Ancak, muhalefet partileri için böyle bir kontrol ve siyasal sorumluluk mekanizması tam olarak işlemez. Bu yüzden, seçim öncesinde "vaat siyasetini" merkeze alan bir "hayal siyasetini" öncelerler. Çünkü iktidara gelmeyeceği için bir sonraki seçimde bir öncekinde verdiği vaatleri sahiplenme ihtiyacı da duymazlar. Böyle olunca da, daha çok kararsız seçmenleri etkilemeye ya da kendi tabanını konsolide etmeye dönük rasyonellikten ve sorumluluktan uzak beyannameler açıklarlar. Bir kültür haline gelen böyle bir yaklaşım, siyaset üretimini de bu mantalite üzerine bina ettiğinden, Türkiye'de siyasal kültür sürekli bir "varoluş krizi" yaşamıştır. Bu varoluş krizi en bariz şekilde 90'lar siyasetinde görüldüğünden, "hayal siyaseti" pazarlayan eski siyasal aktörler, 2002 seçimleriyle birlikte siyasal alanı terk etmek zorunda kalmışlardır.
AK Parti'nin bu hafta açıklanan seçim beyannamesinin, 12 yıllık iktidarı döneminin muhasebesini yapan ve verdiği taahhütlerin hangilerini gerçekleştirdiğini ortaya koyan bir içerikle hazırlanması, Türkiye'de "değer üreten" siyasal kültürün yerleşmesi bakımından önemlidir. Böyle bir muhasebe aslında, "noter onaylı" siyasetten daha çok, "toplumsal sözleşmeyi" merkeze koyan siyaseti, kurucu bir dinamik olarak öne çıkarması bağlamında da ayrıca anlamlıdır.

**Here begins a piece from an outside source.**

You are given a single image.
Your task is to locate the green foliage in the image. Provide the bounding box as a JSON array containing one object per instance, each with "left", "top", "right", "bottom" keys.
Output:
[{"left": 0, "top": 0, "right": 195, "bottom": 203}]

Yeni bir toplum sözleşmesi
AK Parti'nin ikinci döneminin taahhütnamesi olarak ortaya konan "Yeni Türkiye Sözleşmesi: 2023" vizyonuna dayanan seçim beyannamesi, 2011 seçimlerinde inşa siyasetini merkezine koyan "2023 Vizyonu"nu temel alması bağlamında Erdoğan siyasetinin devamına da güçlü bir vurgudur aynı zamanda. 2011 yılında AK Parti'nin seçim beyannamesi, bir seçim dönemini değil, 2023'e kadar uzun dönemli bir siyasetin temel paradigma ve parametrelerini belirlemişti. Dolayısıyla da söz konusu tarihten sonra açıklanacak her seçim beyannamesi 2023 yılına göre çerçevelendirilecektir.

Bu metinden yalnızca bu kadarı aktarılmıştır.